Par décision du 7 mars 2024, la commission a déclaré son dossier recevable et l’a instruit selon la procédure classique, en l’orientant vers des mesures imposées.
Selon la décision du 30 mai 2024, la commission a imposé un rééchelonnement de tout ou partie des créances de Madame [R] [G] sur une durée maximale de 68 mois, selon une mensualité moyenne de 377.27 euros, au taux maximum de 5.07 %.
Par courrier recommandé reçu le 7 juin 2024, Madame [R] [G] a formé un recours contre cette décision, qui lui a été notifiée le 6 juin 2024. Elle sollicite une baisse des mensualités.
Les parties ont été convoquées à l’audience du 19 mai 2025 par lettres recommandées avec accusé réception où l’affaire a été renvoyée d’office au 6 novembre 2025.

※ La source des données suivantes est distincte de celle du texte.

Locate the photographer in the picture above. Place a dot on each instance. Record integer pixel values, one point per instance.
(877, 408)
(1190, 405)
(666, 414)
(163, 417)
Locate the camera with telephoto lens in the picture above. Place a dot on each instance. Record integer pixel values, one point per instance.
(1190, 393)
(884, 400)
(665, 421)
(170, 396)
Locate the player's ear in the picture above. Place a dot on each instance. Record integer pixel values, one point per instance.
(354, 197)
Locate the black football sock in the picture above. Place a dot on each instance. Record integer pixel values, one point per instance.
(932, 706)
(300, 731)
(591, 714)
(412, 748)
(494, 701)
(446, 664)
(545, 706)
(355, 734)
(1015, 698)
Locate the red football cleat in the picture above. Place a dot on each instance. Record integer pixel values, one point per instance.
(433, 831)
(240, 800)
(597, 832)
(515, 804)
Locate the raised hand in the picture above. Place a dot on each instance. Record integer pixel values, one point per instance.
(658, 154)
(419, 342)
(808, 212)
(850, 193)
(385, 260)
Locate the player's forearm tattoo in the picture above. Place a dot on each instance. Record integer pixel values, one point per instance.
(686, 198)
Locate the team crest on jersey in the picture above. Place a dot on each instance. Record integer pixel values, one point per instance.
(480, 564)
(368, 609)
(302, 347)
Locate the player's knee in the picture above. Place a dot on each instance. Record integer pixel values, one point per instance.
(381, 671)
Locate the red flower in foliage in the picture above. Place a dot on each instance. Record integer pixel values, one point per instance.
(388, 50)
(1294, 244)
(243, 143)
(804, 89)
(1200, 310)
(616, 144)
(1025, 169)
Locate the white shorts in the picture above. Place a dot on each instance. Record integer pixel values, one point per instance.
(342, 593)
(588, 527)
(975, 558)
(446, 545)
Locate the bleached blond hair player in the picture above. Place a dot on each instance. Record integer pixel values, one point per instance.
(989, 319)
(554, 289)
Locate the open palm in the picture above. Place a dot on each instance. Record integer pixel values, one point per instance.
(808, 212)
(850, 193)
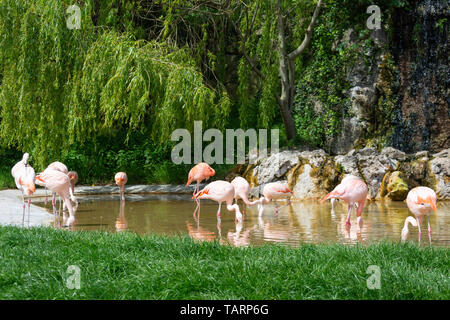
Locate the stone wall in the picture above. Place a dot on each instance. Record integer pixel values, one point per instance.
(389, 174)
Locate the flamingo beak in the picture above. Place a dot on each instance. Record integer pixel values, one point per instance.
(433, 205)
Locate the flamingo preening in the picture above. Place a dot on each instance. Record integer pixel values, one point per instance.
(121, 179)
(24, 177)
(274, 191)
(61, 167)
(58, 183)
(353, 191)
(421, 201)
(73, 178)
(220, 191)
(201, 171)
(241, 191)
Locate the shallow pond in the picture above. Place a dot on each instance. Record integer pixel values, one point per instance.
(306, 221)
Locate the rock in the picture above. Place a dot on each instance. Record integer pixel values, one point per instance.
(314, 176)
(365, 152)
(397, 188)
(421, 154)
(372, 169)
(349, 163)
(393, 153)
(363, 99)
(352, 132)
(440, 168)
(276, 166)
(306, 186)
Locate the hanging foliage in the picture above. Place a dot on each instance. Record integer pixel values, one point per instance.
(61, 86)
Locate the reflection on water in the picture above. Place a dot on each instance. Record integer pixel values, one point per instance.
(302, 222)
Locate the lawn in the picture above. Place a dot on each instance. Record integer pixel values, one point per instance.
(34, 265)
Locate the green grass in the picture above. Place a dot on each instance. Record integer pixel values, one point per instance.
(34, 262)
(6, 179)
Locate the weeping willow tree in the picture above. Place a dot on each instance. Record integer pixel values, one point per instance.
(273, 35)
(61, 86)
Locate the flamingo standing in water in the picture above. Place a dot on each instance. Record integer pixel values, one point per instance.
(353, 191)
(73, 178)
(241, 190)
(201, 171)
(24, 177)
(274, 191)
(421, 201)
(121, 179)
(405, 231)
(58, 183)
(333, 200)
(61, 167)
(220, 191)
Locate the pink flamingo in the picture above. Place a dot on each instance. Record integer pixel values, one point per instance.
(421, 201)
(73, 178)
(274, 191)
(241, 190)
(24, 177)
(201, 171)
(405, 230)
(121, 179)
(58, 183)
(353, 191)
(220, 191)
(61, 167)
(333, 200)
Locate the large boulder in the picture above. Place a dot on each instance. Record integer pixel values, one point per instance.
(314, 176)
(394, 186)
(440, 168)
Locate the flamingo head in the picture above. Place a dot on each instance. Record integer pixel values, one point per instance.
(405, 233)
(119, 181)
(427, 203)
(200, 194)
(73, 177)
(28, 186)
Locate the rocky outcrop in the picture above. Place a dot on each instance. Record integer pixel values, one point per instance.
(440, 169)
(389, 174)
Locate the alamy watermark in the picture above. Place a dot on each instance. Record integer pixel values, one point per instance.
(73, 281)
(374, 21)
(214, 151)
(374, 281)
(74, 19)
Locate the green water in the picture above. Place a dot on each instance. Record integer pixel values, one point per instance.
(306, 221)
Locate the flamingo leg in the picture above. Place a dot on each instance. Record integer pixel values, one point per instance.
(350, 207)
(197, 208)
(46, 196)
(418, 225)
(23, 206)
(287, 204)
(218, 212)
(196, 189)
(29, 210)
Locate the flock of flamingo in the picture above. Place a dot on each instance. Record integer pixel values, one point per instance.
(421, 201)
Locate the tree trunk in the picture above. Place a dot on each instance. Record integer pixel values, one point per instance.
(287, 70)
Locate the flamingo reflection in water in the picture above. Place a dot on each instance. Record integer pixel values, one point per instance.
(121, 221)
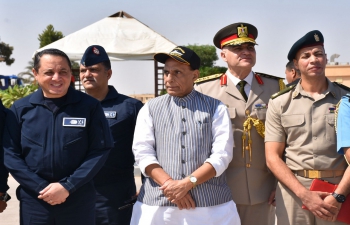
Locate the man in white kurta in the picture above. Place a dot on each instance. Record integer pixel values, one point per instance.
(183, 144)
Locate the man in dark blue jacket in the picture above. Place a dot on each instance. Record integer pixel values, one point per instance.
(115, 182)
(4, 197)
(55, 142)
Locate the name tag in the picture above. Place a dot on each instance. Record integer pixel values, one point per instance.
(74, 122)
(110, 114)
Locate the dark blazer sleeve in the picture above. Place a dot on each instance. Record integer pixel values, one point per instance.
(3, 171)
(100, 143)
(13, 158)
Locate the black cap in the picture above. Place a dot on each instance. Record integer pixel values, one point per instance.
(235, 34)
(312, 38)
(93, 55)
(182, 55)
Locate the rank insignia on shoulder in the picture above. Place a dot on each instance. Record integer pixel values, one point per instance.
(342, 86)
(282, 92)
(74, 122)
(207, 78)
(110, 114)
(268, 75)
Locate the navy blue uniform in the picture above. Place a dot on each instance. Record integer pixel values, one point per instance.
(68, 146)
(115, 182)
(3, 171)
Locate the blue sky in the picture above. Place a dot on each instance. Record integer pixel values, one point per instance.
(280, 23)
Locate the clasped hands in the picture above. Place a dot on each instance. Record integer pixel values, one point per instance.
(177, 192)
(322, 205)
(54, 194)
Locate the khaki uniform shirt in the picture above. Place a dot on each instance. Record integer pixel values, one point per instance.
(307, 127)
(250, 181)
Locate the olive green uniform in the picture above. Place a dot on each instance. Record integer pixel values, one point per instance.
(307, 127)
(250, 180)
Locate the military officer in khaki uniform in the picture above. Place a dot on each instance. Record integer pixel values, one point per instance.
(246, 95)
(301, 140)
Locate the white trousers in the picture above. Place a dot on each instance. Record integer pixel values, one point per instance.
(224, 214)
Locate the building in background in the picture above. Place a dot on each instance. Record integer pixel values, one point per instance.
(339, 72)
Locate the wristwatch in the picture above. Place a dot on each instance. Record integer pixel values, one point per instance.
(193, 180)
(5, 197)
(338, 197)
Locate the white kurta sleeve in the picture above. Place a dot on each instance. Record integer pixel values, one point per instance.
(222, 148)
(144, 141)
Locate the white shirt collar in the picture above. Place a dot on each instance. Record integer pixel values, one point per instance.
(235, 80)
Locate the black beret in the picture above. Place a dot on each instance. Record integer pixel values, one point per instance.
(94, 55)
(312, 38)
(182, 55)
(235, 34)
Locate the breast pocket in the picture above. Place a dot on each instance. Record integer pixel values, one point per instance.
(33, 151)
(232, 112)
(260, 113)
(75, 145)
(294, 126)
(203, 136)
(330, 130)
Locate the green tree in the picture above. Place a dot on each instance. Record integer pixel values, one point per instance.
(208, 56)
(5, 53)
(27, 76)
(10, 95)
(49, 35)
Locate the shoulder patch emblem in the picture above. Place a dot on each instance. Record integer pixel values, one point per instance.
(269, 76)
(342, 86)
(282, 92)
(207, 78)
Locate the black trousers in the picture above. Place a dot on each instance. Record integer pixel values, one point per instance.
(77, 209)
(109, 198)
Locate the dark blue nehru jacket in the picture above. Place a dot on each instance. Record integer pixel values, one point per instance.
(3, 170)
(121, 112)
(68, 146)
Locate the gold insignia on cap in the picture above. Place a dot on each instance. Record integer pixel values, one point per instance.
(295, 93)
(95, 50)
(316, 38)
(242, 31)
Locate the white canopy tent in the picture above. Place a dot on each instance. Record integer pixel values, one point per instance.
(122, 36)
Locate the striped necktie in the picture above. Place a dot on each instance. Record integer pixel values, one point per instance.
(241, 84)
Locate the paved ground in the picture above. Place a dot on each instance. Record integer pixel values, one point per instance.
(11, 215)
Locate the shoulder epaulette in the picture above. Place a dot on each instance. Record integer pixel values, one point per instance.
(282, 92)
(269, 76)
(342, 86)
(207, 78)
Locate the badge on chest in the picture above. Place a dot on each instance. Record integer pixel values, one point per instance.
(74, 122)
(110, 114)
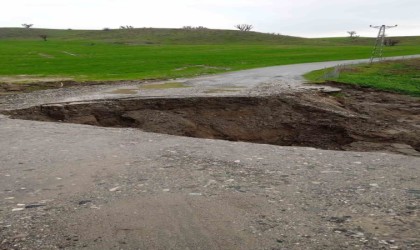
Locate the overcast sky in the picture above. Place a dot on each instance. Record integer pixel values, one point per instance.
(307, 18)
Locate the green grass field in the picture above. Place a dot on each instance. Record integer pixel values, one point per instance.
(398, 76)
(165, 53)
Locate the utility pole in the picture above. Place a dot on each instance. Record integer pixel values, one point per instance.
(380, 41)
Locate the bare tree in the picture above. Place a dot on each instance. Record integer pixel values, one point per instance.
(244, 27)
(44, 37)
(27, 25)
(126, 27)
(352, 34)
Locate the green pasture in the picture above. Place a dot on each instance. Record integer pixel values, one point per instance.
(165, 54)
(401, 76)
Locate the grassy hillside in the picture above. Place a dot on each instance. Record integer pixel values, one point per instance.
(166, 53)
(151, 36)
(398, 76)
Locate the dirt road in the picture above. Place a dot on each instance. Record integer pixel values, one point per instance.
(77, 186)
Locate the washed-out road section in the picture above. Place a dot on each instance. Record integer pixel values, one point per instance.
(78, 186)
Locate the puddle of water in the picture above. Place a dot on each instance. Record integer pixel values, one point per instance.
(167, 85)
(124, 91)
(222, 90)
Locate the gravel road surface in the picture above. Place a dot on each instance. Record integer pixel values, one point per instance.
(69, 186)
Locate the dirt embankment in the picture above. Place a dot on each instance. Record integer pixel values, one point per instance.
(354, 119)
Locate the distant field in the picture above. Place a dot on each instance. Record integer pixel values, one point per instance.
(401, 76)
(162, 53)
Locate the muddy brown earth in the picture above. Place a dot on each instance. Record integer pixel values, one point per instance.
(342, 171)
(352, 119)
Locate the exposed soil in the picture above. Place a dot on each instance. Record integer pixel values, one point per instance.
(354, 119)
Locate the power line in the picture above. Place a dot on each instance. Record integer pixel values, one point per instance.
(377, 51)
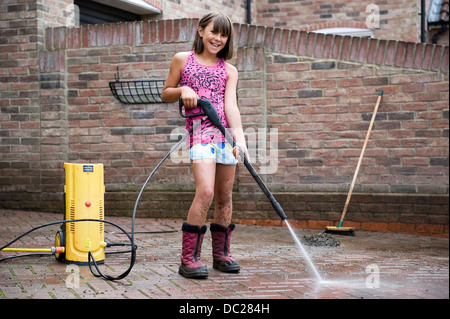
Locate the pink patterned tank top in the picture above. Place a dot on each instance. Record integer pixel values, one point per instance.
(209, 83)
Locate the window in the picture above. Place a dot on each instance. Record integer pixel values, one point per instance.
(104, 11)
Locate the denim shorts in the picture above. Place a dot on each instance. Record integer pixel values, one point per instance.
(221, 152)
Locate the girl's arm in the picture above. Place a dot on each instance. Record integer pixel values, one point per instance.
(232, 112)
(171, 92)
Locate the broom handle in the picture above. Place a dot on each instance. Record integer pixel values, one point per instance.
(360, 159)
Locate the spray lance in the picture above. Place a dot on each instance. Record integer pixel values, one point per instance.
(211, 113)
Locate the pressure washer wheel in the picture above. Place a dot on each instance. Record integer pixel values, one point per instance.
(60, 242)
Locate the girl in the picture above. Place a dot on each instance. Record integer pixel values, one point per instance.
(203, 73)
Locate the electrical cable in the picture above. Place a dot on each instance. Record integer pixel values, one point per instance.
(91, 259)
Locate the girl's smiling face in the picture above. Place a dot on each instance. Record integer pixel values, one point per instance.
(213, 40)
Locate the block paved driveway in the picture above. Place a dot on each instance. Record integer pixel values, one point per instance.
(370, 265)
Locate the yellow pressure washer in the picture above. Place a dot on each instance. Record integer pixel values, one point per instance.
(81, 239)
(83, 199)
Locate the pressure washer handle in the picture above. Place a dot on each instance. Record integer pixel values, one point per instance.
(191, 115)
(211, 113)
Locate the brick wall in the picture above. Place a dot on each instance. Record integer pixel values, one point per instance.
(398, 19)
(316, 92)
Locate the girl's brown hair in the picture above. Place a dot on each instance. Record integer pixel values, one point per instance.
(223, 25)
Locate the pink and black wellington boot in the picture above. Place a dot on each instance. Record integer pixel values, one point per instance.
(221, 237)
(191, 266)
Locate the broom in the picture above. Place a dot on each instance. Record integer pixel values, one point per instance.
(350, 231)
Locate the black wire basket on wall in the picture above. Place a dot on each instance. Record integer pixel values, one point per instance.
(137, 91)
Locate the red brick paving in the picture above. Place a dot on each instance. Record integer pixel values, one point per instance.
(272, 267)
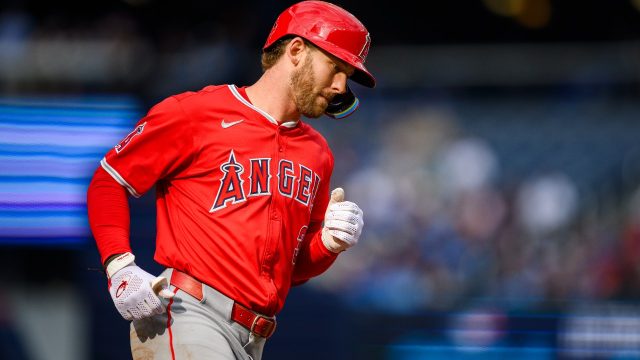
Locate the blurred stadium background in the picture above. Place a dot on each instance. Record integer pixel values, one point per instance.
(497, 164)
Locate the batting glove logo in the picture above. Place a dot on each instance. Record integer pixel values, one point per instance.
(122, 287)
(137, 131)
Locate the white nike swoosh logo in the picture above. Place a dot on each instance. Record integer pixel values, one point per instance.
(225, 124)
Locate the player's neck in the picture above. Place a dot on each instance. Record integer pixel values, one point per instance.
(271, 95)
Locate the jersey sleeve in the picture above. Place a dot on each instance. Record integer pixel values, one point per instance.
(160, 145)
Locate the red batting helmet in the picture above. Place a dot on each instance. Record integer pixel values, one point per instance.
(332, 29)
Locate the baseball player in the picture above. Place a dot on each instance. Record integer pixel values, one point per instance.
(244, 210)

Le jour de l’audience, Madame [R] [G] comparait en personne. Elle expose vivre seule et ne pas disposer d’épargne. Elle précise que sa séparation a aggravé sa situation financière et sollicite un effacement partiel de ses dettes.
La banque [6] actualise le montant de ses créances à 17 071,42 euros et 1 980,38 euros.
Malgré la signature de l’avis de réception de leurs lettres de convocation, les autres créanciers n’ont pas comparu, ni usé de la faculté offerte par l’article [12]-4 du code de la consommation.
A l’issue des débats, l’affaire a été mise en délibéré au 6 novembre 2025, par mise à disposition au greffe.
MOTIFS
Sur la recevabilité de la contestation
Selon les termes de l’article L713-1 du code de la consommation, le « juge des contentieux de la protection connaît des mesures de traitement des situations de surendettement des particuliers et de la procédure de rétablissement personnel ». Il est compétent pour connaître des recours dirigés contre les décisions rendues par la commission en matière de recevabilité et d’orientation du dossier.
L’article L733-10 dispose « qu’une partie peut contester devant le juge des contentieux de la protection, dans un délai fixé par décret, les mesures imposées par la commission en application des articles L. 733-1, L. 733-4 ou L. 733-7 ».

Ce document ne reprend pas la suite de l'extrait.